L'ex consigliere del Csm Piercamillo Davigo e il pm milanese Paolo Storari sono accusati di rivelazione del segreto d'ufficio per la vicenda dei verbali di Piero Amara sulla presunta Loggia Ungheria. Il gup ha respinto l'istanza presentata da Davigo di celebrare l'udienza a porte aperte
È cominciata a Brescia l'udienza preliminare nei confronti dell'ex consigliere del Csm Piercamillo Davigo e del pm milanese Paolo Storari, accusati di rivelazione del segreto d'ufficio per la vicenda dei verbali di Piero Amara sulla presunta Loggia Ungheria. Davigo e Storari sono assistiti rispettivamente dagli avvocati Francesco Borasi e Paolo Della Sala, mentre il gup chiamata a decidere se rinviarli a giudizio o meno è Federica Brugnara. I pm d'udienza invece sono Donato Greco e Francesco Milanesi. Il giudice ha inoltre accolto la richiesta di essere parte civile presentata dal consigliere del Csm Sebastiano Ardita.

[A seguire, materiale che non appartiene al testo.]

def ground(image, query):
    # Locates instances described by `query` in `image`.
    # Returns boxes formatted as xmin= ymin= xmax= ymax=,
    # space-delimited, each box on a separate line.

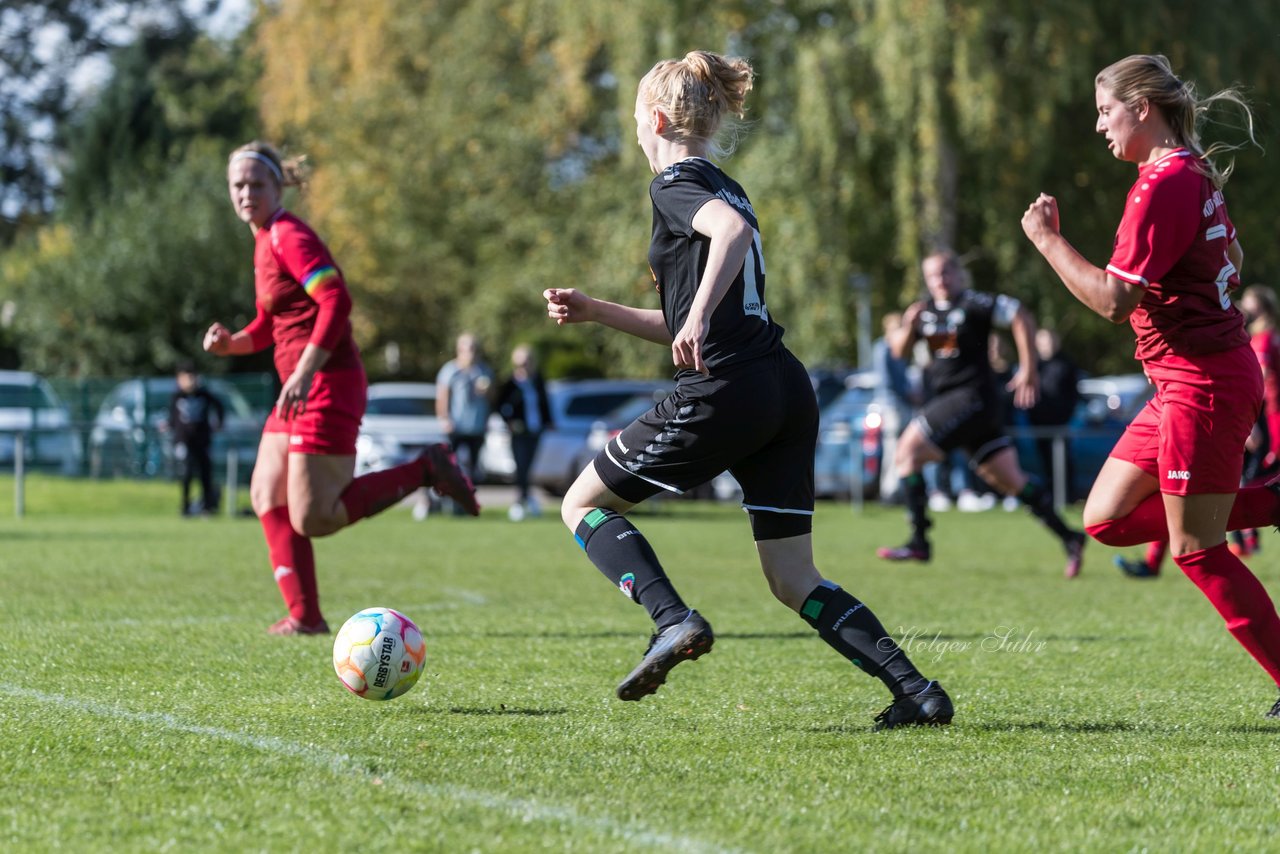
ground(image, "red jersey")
xmin=1250 ymin=328 xmax=1280 ymax=415
xmin=243 ymin=209 xmax=361 ymax=382
xmin=1106 ymin=149 xmax=1248 ymax=365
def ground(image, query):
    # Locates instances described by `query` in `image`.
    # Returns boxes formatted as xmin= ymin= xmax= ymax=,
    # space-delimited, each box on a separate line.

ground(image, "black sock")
xmin=1018 ymin=479 xmax=1076 ymax=543
xmin=574 ymin=509 xmax=688 ymax=629
xmin=903 ymin=472 xmax=930 ymax=545
xmin=799 ymin=581 xmax=929 ymax=698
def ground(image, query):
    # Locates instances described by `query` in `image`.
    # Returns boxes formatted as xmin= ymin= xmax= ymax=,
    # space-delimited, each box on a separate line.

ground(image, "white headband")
xmin=231 ymin=150 xmax=283 ymax=183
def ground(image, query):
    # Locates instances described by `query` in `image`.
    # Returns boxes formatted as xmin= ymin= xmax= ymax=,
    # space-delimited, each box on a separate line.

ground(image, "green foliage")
xmin=8 ymin=1 xmax=1280 ymax=378
xmin=249 ymin=1 xmax=1280 ymax=378
xmin=0 ymin=0 xmax=206 ymax=222
xmin=2 ymin=151 xmax=257 ymax=376
xmin=0 ymin=24 xmax=262 ymax=376
xmin=4 ymin=478 xmax=1280 ymax=850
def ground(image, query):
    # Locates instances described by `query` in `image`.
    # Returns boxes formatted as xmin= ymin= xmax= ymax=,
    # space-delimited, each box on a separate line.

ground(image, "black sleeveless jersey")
xmin=647 ymin=157 xmax=784 ymax=373
xmin=915 ymin=290 xmax=1017 ymax=395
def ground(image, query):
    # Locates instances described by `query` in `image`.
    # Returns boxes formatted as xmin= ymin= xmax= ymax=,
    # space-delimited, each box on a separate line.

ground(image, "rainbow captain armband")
xmin=302 ymin=265 xmax=340 ymax=296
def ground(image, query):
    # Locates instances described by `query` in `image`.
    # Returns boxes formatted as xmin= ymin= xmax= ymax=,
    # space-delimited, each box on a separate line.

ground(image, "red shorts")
xmin=263 ymin=367 xmax=367 ymax=456
xmin=1110 ymin=346 xmax=1262 ymax=495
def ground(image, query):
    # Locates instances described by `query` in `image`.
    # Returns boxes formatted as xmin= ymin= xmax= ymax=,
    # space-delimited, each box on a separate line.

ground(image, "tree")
xmin=0 ymin=0 xmax=214 ymax=225
xmin=0 ymin=23 xmax=263 ymax=376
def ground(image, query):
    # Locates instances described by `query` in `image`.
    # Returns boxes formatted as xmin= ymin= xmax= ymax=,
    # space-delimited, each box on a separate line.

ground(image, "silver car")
xmin=355 ymin=382 xmax=448 ymax=476
xmin=0 ymin=370 xmax=83 ymax=474
xmin=530 ymin=379 xmax=674 ymax=495
xmin=89 ymin=376 xmax=266 ymax=478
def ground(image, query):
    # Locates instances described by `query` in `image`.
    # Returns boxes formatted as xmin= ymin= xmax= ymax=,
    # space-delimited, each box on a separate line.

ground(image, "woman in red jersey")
xmin=204 ymin=141 xmax=479 ymax=635
xmin=1241 ymin=284 xmax=1280 ymax=461
xmin=1022 ymin=55 xmax=1280 ymax=716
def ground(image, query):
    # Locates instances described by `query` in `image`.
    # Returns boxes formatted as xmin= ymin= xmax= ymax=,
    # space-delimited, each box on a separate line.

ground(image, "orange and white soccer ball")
xmin=332 ymin=607 xmax=426 ymax=700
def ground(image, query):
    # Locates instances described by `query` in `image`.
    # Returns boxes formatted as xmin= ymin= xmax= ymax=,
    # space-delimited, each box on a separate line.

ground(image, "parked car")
xmin=355 ymin=382 xmax=449 ymax=476
xmin=89 ymin=377 xmax=266 ymax=478
xmin=710 ymin=367 xmax=867 ymax=503
xmin=0 ymin=370 xmax=83 ymax=474
xmin=813 ymin=372 xmax=884 ymax=499
xmin=1015 ymin=373 xmax=1155 ymax=501
xmin=529 ymin=379 xmax=675 ymax=496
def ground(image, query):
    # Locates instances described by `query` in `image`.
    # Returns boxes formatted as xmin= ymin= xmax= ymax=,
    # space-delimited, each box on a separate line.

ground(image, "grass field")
xmin=3 ymin=475 xmax=1280 ymax=852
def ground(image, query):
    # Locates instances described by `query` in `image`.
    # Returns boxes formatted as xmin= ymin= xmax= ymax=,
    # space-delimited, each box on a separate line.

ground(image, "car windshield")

Respinta istanza di udienza pubblica
Come anticipato qualche giorno fa, Davigo ha chiesto l’udienza pubblica: "Questa vicenda è di interesse pubblico e siccome io non ho nulla da nascondere pretendo l'udienza a porte aperte”, ha detto in una pausa dell’udienza. L'istanza è stata però respinta dal gup.
L’accusa
In base al capo di imputazione Davigo "consegnava, informalmente e senza alcuna ragione ufficiale, ma al solo scopo di motivare la rottura dei propri rapporti personali con il consigliere Sebastiano Ardita, copia degli atti in questione al consigliere del Csm Giuseppe Marra, dopo averlo informato del loro contenuto, incaricandolo di custodirli e di consegnarli al comitato di Presidenza, qualora glieli avesse richiesti". Oltre a ciò avrebbe riferito a un altro componente del Consiglio Superiore della Magistratura, Ilaria Pepe, "sempre in assenza di una ragione ufficiale, ma per suggerirle di 'prendere le distanze dal consigliere Ardita', il contenuto delle dichiarazioni rese" da Amara, "invitandola a leggerle; riferiva, in assenza di una ragione d'ufficio, al dichiarato scopo di ottenere un giudizio sull'attendibilità" di quei verbali che gli erano stati consegnati da Storari per "autotutelarsi", a suo dire, dal rallentamento alle indagini voluto dai vertici della procura di Milano. Secondo l'accusa avrebbe parlato, pur in modo confidenziale, delle dichiarazioni di Amara al senatore Nicola Morra ad altri consiglieri del Csm, come Giuseppe Cascini, Fulvio Gigliotti, Stefano Cavanna - al quale avrebbe detto che nell'indagine sulla presunta loggia era "coinvolto" Ardita- e il vice presidente David Ermini, al quale avrebbe dato "copia degli atti (...), al di fuori di qualunque ufficialità al punto che Ermini, ritenendo irricevibili quegli atti ed inutilizzabili le confidenze ricevute, immediatamente distruggeva detta documentazione".